Purpose:
Engineer in Analytics and AI/ML for Digital Manufacturing to advance data-driven manufacturing in supply chain operations by leading analytics/AI-ML for diagnostic and predictive insights for real-time performance management.
Key Responsibilities:
- Define technical requirements/architecture for analytics + AI/ML across edge, OT, and cloud.
- Lead end-to-end ML delivery: data ingestion, feature engineering, model dev/validation, deployment, and lifecycle management.
- Build production-grade batch/real-time inference pipelines with monitoring and SLAs (latency, availability, throughput).
- Convert manufacturing challenges (yield, downtime, quality, throughput) into KPI-driven use cases with expected ROI.
- Establish MLOps/governance (versioning, experiment tracking, reproducibility, access control, audit trails) aligned to regulated expectations.
- Partner cross-functionally to prioritize/scale use cases (predictive quality, anomaly detection, predictive maintenance, process optimization) and drive adoption via documentation/training.
- Use statistical methods/experimentation (DOE, SPC, capability analysis) to quantify drivers and validate improvements.
Qualifications:
- BS/MS in CS, Data Science, Statistics, Engineering, or related quantitative field.

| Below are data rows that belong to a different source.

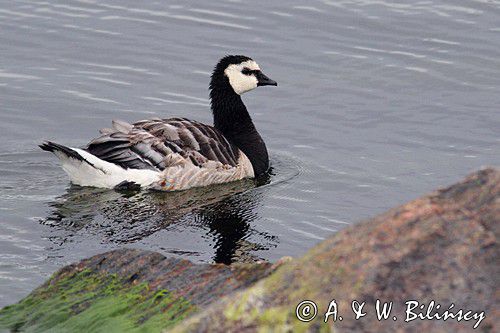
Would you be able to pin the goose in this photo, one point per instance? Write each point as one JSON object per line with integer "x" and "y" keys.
{"x": 177, "y": 153}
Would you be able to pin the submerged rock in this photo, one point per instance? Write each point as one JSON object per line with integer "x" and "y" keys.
{"x": 439, "y": 249}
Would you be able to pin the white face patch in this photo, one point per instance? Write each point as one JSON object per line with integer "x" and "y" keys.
{"x": 240, "y": 82}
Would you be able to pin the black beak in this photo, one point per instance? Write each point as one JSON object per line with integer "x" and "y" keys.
{"x": 263, "y": 80}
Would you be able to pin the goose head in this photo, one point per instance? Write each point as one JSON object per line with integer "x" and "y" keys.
{"x": 240, "y": 73}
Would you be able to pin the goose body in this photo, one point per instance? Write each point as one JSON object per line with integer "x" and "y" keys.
{"x": 178, "y": 153}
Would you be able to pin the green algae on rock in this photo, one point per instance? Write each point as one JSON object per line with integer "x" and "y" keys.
{"x": 441, "y": 247}
{"x": 126, "y": 291}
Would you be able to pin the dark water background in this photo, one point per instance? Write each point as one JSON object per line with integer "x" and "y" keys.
{"x": 378, "y": 102}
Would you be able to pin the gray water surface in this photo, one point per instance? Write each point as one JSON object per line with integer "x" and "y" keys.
{"x": 378, "y": 102}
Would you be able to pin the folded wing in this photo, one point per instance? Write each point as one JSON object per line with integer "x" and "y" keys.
{"x": 157, "y": 144}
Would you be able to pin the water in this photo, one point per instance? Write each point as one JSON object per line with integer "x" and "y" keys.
{"x": 378, "y": 102}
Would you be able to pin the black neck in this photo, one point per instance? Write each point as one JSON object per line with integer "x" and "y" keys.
{"x": 232, "y": 119}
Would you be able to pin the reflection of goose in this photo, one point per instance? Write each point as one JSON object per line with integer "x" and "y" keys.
{"x": 221, "y": 214}
{"x": 177, "y": 153}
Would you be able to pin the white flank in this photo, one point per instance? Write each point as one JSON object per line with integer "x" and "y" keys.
{"x": 181, "y": 176}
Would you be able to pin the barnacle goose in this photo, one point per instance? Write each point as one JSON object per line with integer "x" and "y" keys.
{"x": 177, "y": 153}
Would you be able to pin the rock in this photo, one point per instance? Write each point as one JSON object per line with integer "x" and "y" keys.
{"x": 127, "y": 290}
{"x": 442, "y": 247}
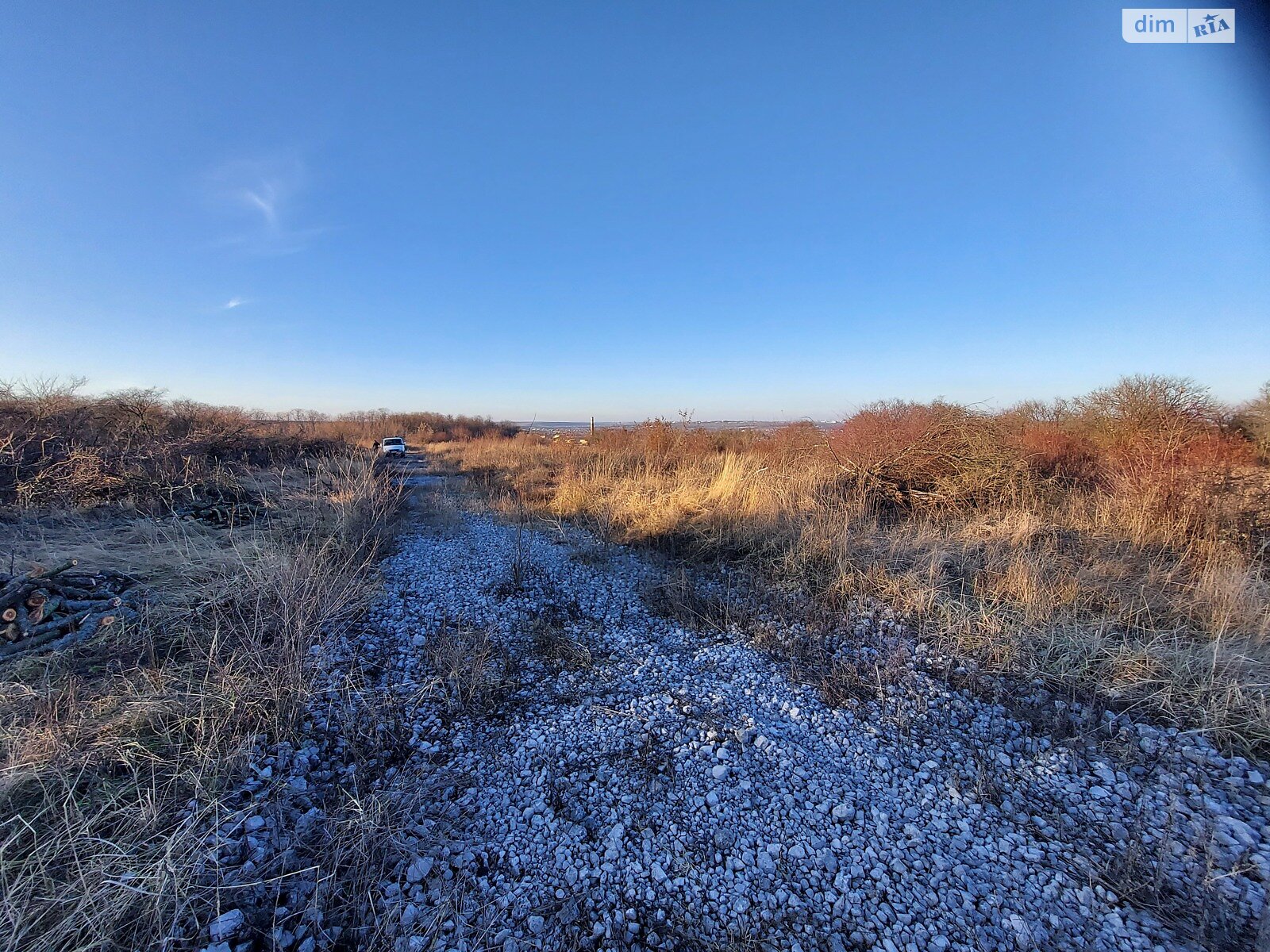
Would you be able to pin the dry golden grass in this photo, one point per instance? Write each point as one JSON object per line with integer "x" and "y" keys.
{"x": 114, "y": 755}
{"x": 1141, "y": 593}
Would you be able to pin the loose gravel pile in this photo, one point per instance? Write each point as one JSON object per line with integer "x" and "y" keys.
{"x": 558, "y": 767}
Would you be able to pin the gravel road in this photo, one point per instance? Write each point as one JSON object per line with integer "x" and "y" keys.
{"x": 556, "y": 766}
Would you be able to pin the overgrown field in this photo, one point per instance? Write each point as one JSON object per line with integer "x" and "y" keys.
{"x": 1115, "y": 543}
{"x": 116, "y": 754}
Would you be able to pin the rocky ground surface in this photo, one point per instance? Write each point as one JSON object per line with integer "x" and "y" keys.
{"x": 518, "y": 752}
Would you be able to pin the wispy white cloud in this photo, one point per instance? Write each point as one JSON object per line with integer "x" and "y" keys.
{"x": 264, "y": 201}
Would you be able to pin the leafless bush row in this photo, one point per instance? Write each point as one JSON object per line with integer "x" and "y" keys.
{"x": 1118, "y": 539}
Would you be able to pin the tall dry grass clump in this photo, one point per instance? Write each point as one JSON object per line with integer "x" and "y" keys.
{"x": 114, "y": 757}
{"x": 1115, "y": 543}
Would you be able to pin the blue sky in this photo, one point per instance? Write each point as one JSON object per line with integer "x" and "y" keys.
{"x": 749, "y": 209}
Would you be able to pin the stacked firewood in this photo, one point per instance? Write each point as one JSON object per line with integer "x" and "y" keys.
{"x": 52, "y": 608}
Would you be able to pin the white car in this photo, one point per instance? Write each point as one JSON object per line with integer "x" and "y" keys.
{"x": 393, "y": 446}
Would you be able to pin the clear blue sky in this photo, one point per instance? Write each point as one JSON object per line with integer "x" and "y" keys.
{"x": 749, "y": 209}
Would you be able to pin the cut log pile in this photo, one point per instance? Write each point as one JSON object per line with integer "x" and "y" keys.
{"x": 46, "y": 609}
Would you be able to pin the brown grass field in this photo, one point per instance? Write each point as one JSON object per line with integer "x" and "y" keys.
{"x": 1115, "y": 543}
{"x": 116, "y": 755}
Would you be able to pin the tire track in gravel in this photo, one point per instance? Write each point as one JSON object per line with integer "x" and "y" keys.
{"x": 679, "y": 793}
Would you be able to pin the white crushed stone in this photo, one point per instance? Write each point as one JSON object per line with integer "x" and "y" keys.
{"x": 683, "y": 793}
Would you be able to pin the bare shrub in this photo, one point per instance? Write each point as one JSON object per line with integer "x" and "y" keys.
{"x": 1118, "y": 539}
{"x": 474, "y": 670}
{"x": 114, "y": 757}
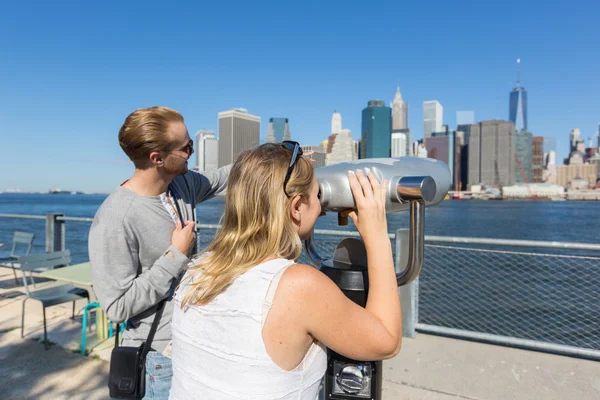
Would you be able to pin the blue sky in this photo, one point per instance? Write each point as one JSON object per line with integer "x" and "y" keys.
{"x": 70, "y": 72}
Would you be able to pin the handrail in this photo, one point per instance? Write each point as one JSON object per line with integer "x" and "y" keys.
{"x": 428, "y": 238}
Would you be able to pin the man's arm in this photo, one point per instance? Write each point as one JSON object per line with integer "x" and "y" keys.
{"x": 123, "y": 293}
{"x": 210, "y": 183}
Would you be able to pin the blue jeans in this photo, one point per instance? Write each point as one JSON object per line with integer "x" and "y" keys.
{"x": 159, "y": 372}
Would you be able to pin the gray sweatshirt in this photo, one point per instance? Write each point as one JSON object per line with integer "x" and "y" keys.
{"x": 128, "y": 242}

- 7+ years delivering analytics and/or ML in production (manufacturing/supply chain/regulated preferred).
Required Skills:
- ML/AI production delivery at scale (manufacturing/industrial/OT preferred).
- Manufacturing/industrial data sources (MES, OPC UA, PLC logs, telemetry, sensors).
- Python; ML libraries (scikit-learn, TensorFlow, PyTorch) and Spark/PySpark.
- MLOps: orchestration, CI/CD, model serving, monitoring/observability, automated retraining, experiment tracking (e.g., MLflow).
- SQL/data modeling; lakehouse/data lake patterns (e.g., Delta) and AWS/Azure secure architecture.
- Time-series/process analytics; feature engineering; interpretability/performance evaluation.
- Model governance/validation/compliance in regulated environments.
- Communication with technical/non-technical audiences.
Preferred:
- Cloud analytics/lakehouse/orchestration (e.g., Databricks, Spark/Delta) and collaboration with data engineering.
- Digital manufacturing standards (ISA-95/ISA-88).
- Power BI/Tableau dashboards.
Benefits (as stated):
- Medical, dental, vision, life insurance; short-/long-term disability; retirement plan/pension and 401(k); long-term incentive; vacation (120 hrs/yr), sick time (40 hrs/yr; 56 hrs in WA), holiday pay (13 days); parental leave (480 hrs/yr); and other listed time-off programs.